Auction News: It’s lights, camera, action as Antiques Road Trip rolls into Cirencester

Famous faces and a TV crew called on a Cotswolds auction house last week, as the Antiques Road Trip made a stop at the salerooms of Moore Allen & Innocent.

The TV crew was filming for an episode of the long-running series, in which celebrities pair off with an antiques expert to find bargains they can sell at auction for a profit.

On Friday, the contest featured poet and Cotswolds resident Pam Ayres who took on her long-suffering ‘radio husband’ Geoffrey Whitehead. The two have been appearing together on the Radio 4 sitcom Potting On for nearly a decade.

They were accompanied by antiques experts Kate Bliss and James Braxton, while the bargains they bought at antiques fairs and arcades were auctioned by Moore Allen’s Philip Allwood, another familiar face to fans of TV antique shows.

“Had a brilliant time making this programme today,” Pam later told her 41,000 Twitter followers. “Such a good gang. Only snag was getting up at 04.15 am. Amazing that I look so dewy-fresh.”

The road trip is broadcast over five consecutive days – Monday to Friday. On Day 1 each contestant is given £200 with which to buy antiques. Each day, the profit is spent on more antiques. The contestant with the biggest surplus at the end of Day Five is declared the winner.

Among Pam’s lots was a stuffed bear, believed to be by the Australian toy maker Fideston, some time between 1917 and 1942. It was similar to a Fideston bear sold by Moore Allen for £200 several years ago. Pam’s though was more well-loved, with wear and tear to the paw pads. It carried an estimate of £100 to £150.

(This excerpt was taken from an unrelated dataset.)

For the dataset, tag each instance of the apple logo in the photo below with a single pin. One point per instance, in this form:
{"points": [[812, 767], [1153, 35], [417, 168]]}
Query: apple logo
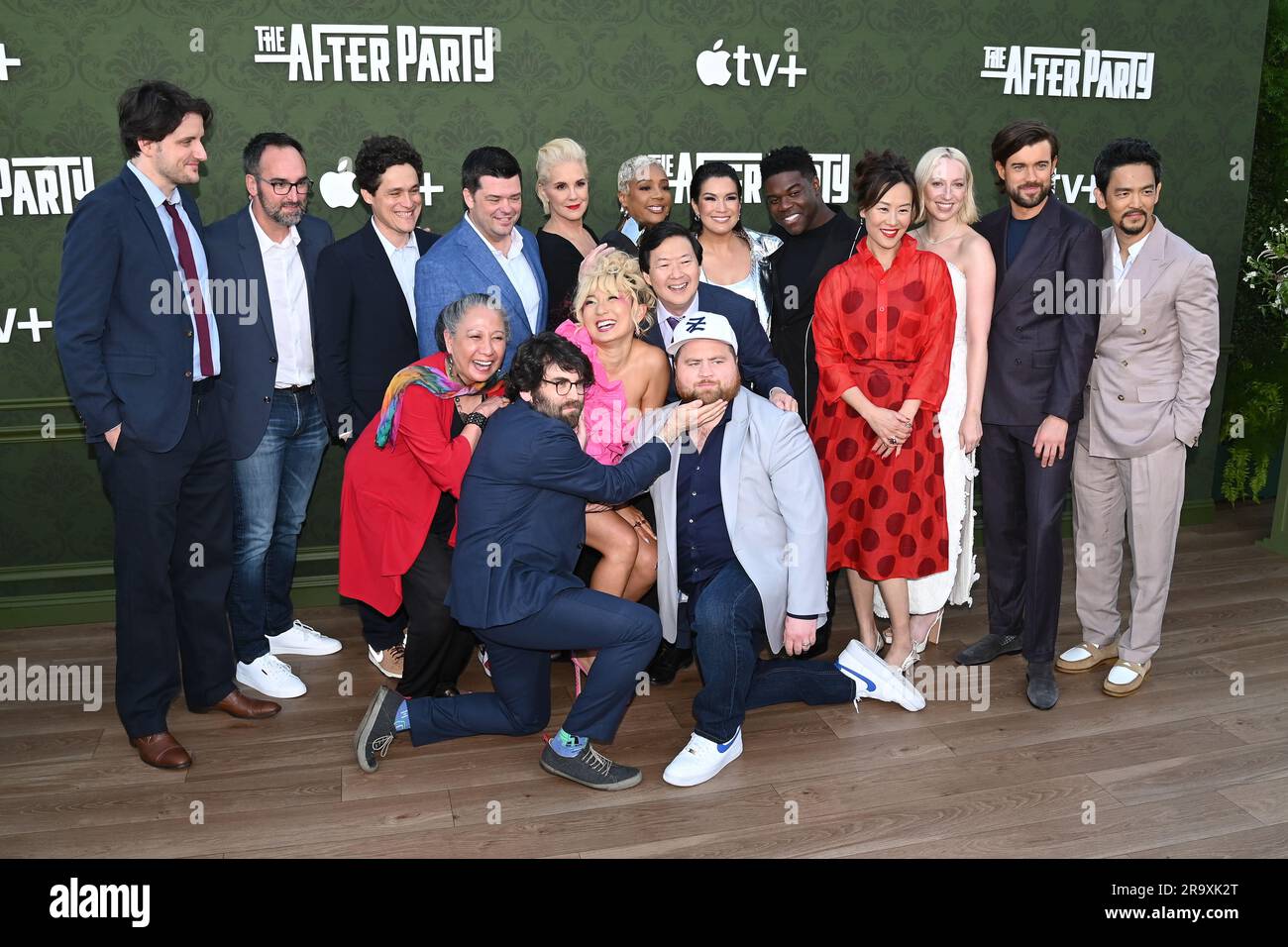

Geoffrey’s hopes lay in a vintage fan-shaped Baccarat Guerlain Shalimar perfume bottle, which his antiques expert partner Kate Bliss hoped might make £30 to £50.

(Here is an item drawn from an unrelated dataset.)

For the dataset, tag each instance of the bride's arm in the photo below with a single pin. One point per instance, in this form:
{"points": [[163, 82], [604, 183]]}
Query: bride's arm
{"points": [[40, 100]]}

Fans will have to wait until the autumn to see how the pair got on.

Elsewhere in the auction, there were some good results in the auction’s furniture section, where the third-from-last lot made the top price of the day. A Regency mahogany framed two seat salon sofa, the frame with reeded decoration had been expected to achieve between £150 and £250, but the hammer fell at £950.

The penultimate lot, a 19th Century mahogany fold-over card table, also performed well, selling for £680 against a £150 to £200 estimate.

In the jewellery section, an 18 carat gold mounted solitaire diamond pendant sold for £750, while in the garden section a pair of composite stone urns on pedestals with egg and dart decorated rim sold for £700 – comfortably within the £500 to £800 estimate.

A couple of interesting medals attracted a lot of interest: a Victorian naval general service medal with Syria bar awarded to Henry Fowler for operations on the coast of Syria from 10th September to 4th November 1840 and the blockade of Egyptian Ports from September to December 1840 sold for £500 – double the upper estimate – while an Elizabeth II silver police medal for distinguished police service awarded to Frederick A Statham of the Gloucestershire Constabulary sold for £420: well above the £80 to £120 estimate.

In all, more than £50,000 of antiques was bought and sold at the auction, but the gavel-banging was far from over for auctioneer Philip Allwood, who conducted a charity auction at Berkeley Castle that evening.

The annual black-tie dinner of the Nelson Trust, which helps addicts recover from alcohol and drug addiction, was attended by hundreds of supporters.

Among the lots in the charity auction were a day’s shooting with eight guns at the Duke of Beaufort’s Badminton Estate, which sold for £10,000, a day’s racing for 20 in an exclusive box in the Princess Royal stand at Cheltenham, which made £4,400, and a week’s hind stalking in Ross-shire, which raised £3,000.